Memore della lezione di Hitchcock e Antonioni, Wall riprende il reale, e lo rimodula. Lo sceneggia. E lo congela. Lo sospende. Lo ripone in un alveo metafisico. Infine, lo monumentalizza. Come accade nei suoi affreschi postmodemi. Da un lato, il gusto per la bigness tipicamente statunitense; dall'altro, il riferimento alla ritrattistica occidentale. Confessando le sue ragioni, Wall dice: «Mi piace la sensazione che deriva dall'esperienza del vedere fotografie che abbiano le medesime proporzioni dei capolavori della storia della pittura fino al XIV secolo. ll mondo ha imparato a guardare se stesso attraverso i dipinti di Giotto, Raffaello, Piero della Francesca, Velázquez e Rembrandt. Nel Medioevo e nel Rinascimento, c'era una somiglianza immediata tra il modo in cui le cose apparivano nelle immagini e il modo in cui le immagini apparivano nello spazio esterno. Decisiva, per me, è stata anche l'impressione suscitata dalla dilatazione dei volti proiettati sul grande schermo del cinema».
Per afferrare il senso di questa ricerca potremmo ritornare all'epilogo del libro-testamento di Susan Sontag, Davanti al dolore degli altri, lucida riflessione sulla spettacolarizzazione del male. La scrittrice si sofferma su Dead Troops Talk di Wall. Un imponente cibachrome alto due metri e mezzo e largo più di quattro, montato su un cassonetto luminoso, «esemplare per forza e profondità». Vi appaiono militari russi in uniformi invernali e alti stivali, sparpagliati su un pendio, crivellato di sassi e di rifiuti del conflitto avvenuto.

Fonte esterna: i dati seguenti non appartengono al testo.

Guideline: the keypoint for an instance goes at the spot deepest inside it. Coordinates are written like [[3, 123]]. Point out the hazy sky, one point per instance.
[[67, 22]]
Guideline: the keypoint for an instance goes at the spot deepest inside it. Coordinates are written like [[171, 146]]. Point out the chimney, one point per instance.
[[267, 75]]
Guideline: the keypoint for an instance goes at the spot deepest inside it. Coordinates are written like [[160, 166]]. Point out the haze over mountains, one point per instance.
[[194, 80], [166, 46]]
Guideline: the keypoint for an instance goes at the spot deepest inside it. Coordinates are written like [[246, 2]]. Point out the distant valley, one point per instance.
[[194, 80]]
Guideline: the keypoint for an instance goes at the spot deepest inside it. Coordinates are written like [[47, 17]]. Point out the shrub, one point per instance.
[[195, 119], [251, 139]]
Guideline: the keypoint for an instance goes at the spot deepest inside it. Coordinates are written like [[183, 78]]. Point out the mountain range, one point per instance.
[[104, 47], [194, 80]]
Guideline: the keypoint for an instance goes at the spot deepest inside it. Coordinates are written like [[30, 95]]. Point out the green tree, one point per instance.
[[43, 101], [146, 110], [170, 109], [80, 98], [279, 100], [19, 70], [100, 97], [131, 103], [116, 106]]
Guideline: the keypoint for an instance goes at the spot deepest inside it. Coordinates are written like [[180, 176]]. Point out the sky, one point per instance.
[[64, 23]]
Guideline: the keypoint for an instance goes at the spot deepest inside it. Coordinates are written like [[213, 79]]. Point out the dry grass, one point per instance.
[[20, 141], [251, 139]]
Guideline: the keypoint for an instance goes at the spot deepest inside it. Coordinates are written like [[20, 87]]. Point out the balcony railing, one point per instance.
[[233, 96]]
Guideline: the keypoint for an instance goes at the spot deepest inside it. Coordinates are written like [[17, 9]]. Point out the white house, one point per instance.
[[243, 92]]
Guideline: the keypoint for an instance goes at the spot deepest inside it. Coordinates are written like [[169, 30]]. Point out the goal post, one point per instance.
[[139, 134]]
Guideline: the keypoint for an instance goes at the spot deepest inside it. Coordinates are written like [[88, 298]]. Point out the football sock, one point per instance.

Sembrano individui. Ma sono morti. E mostrano un «supremo disinteresse per i vivi». Un reportage drammatico? Piuttosto, un grido d'accusa contro la guerra. Siamo all'«antitesi di un documento». Perché Wall non è mai stato in Afghanistan. Ma, sulle orme di Goya, ha ricostruito sapientemente nel suo atelier l'orrore della guerra. E, richiamandosi ai tableaux vivants e ai gabinetti delle cere dell'Ottocento, ha spettacolarizzato una vicenda storica, fino a pervenire a un «sorprendente e inquietante» verismo. I personaggi di questa e di altre opere visionarie di Wall, osserva la Sontag, «sono realistici, ma naturalmente l'immagine non lo è».